Shahid Khan has managed to keep hold of him once, batting away interest from Saudi Arabia, even a staggering £40m offer from Al-Hilal not tempting him to the Pro League.
Instead, Silva has built something Fulham have not had in 20 years, through the highs of promotions, cup runs and a Europa League final – a genuine five-year plan.
There is quiet optimism behind closed doors that for once, they have stumbled upon a love affair that will run and run.
It is only natural that fans should catastrophise this.
The fear is that it will all live or die this summer on the size of its chequebook.
Silva has made plain his desire for another full-back and right-winger.
That a Willian playing on his lesser side was the only January reinforcement – despite injuries to Harry Wilson, Kenny Tete and Reiss Nelson – left Silva reiterating that “the club can take steps forward quicker if we don’t sell players”.
Yet he has also made his existing ones better, while weathering the departures in his tenure of Joao Palhinha, Tosin Adarabioyo, Aleksandar Mitrovic – who, unlike his former boss, found the allure of the Gulf too potent to turn down.
Mitrovic has been succeeded by a resurgent Raul Jimenez, whose dry spell was in turn mitigated by the emergence of Rodrigo Muniz.
Jimenez, following that 10 months without a goal, is now enjoying his best season both since his head injury and post-Wolves.
Sasa Lukic and Sander Berge have effectively combined to replace Palhinha, though there is an argument that beyond those two, there is still a greater balance to be struck when Andreas Pereira is in the deeper role.

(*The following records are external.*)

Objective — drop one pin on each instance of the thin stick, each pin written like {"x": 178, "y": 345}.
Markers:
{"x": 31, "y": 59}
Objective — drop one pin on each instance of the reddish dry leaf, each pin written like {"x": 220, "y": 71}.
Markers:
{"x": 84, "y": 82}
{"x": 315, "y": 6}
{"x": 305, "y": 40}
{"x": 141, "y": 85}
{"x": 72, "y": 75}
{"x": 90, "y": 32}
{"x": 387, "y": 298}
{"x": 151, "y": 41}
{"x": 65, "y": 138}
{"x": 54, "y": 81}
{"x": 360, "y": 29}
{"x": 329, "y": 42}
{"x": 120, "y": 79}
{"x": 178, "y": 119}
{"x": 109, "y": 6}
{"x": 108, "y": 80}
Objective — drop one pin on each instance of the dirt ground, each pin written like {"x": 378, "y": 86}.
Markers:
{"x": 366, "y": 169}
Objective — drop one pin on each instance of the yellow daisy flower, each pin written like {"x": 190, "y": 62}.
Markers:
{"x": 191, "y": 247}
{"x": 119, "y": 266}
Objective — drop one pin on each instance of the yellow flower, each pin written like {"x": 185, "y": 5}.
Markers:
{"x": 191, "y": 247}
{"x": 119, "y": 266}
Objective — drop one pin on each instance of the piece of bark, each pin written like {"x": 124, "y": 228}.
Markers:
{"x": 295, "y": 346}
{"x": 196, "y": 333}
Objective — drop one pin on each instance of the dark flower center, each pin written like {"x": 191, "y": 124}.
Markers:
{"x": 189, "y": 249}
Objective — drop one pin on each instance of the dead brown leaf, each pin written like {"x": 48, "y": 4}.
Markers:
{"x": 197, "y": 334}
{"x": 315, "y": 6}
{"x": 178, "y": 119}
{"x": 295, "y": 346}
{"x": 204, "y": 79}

The knock-on effect is fine-tuning Emile Smith Rowe’s contribution at No 10.
Few are willing to write off Smith Rowe precisely because of what his manager has done to transform the careers of those around him, not least Calvin Bassey and Antonee Robinson.
If the latter registers another assist before May, this season alone he will have matched the tally for his entire Fulham career.
Silva has taken players in black and white and catapulted them into the technicolour age.
Partly, that is through necessity, but the conditions under which he is operating are not entirely new.
The January of 2023 was the only winter window under Silva in which Fulham have made more than one signing.
At the same time, his tenure has seen record investment: Smith Rowe (£34m), Joachim Andersen (£30m), Alex Iwobi (£22m), Palhinha (£20m), Berge (£25m), Bassey (£19m).
The prospect of their head coach committing to a new deal is just as important to Fulham’s abiding health as any one of those individuals.
Once it was impossible to know what a long-term Silva project looked like, because we had never seen one.
There was no possibility of building anything at the Hull City of 2017, and there is certainly no such thing as a veteran Watford manager under the Pozzos.
Those close to his situation at Everton felt he was unfortunate that his tenure should have coincided with an (almost) uniquely chaotic time in the club’s history.
In the midst of an FA Cup run that is opening up beautifully for the non-traditional Big Six, there is not a sense that Silva has taken Fulham as far as he can, but rather that they are on the cusp of something special together.